Все живое уничтожалось; раненых добивали, стариков и детей вырезали за ненадобностью. Уцелевших взрослых собирали в стада и гнали в разные концы великой Ассирийской Империи, и прежде всего — в царскую столицу Ниневию, на колоссальную стройку невиданного доселе города-дворца. А навстречу им брели стада таких же несчастных, перегоняемых с других мест — из Урарту и Сирии, из Вавилонии и Элама… Так расселяли их на пепелищах чужих домов — без корней, без родины, без прошлого, сломленных и отчаявшихся.

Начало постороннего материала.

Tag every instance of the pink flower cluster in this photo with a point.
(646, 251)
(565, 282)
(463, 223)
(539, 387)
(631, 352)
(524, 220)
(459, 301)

Всего несколько лет назад отец Синаххериба, жестокий Саргон — «истинный царь» Шаррукин — стер с лица земли северное Израильское царство, сжег столицу — Шомрон, смешал с пеплом и золой ее сильные стены, утопил ее обитателей в крови их же собственных детей. Десять колен Израиля жили тогда в Северном царстве; всех убил Саргон — зарезал мечами, зарубил топорами, посажал на колья несчастное отродье десяти иаковлевых сыновей… А потом приказал счесть оставшихся, и было их всего двадцать семь тысяч и еще двести восемьдесят человек, вместе с царем их Ошайей. И угнал он их в никуда — развеял, как пыль по ветру, так что и следа не осталось. И не было с ними Бога — защитить их. А царя их последнего Ошайю повелел Саргон запрячь в колесницу; а на колесницу нагрузить кости его же, Ошайи, отца и деда, специально извлеченные по такому случаю из оскверненных могил. И тащил обезумевший от горя и пыток царь кости своих предков до самой ассирийской столицы, до царского дворца в Дур-Шаррукине. И просил у Саргона смерти, но не дал ему смерти Саргон. И не было с ним Бога — дать ему смерть.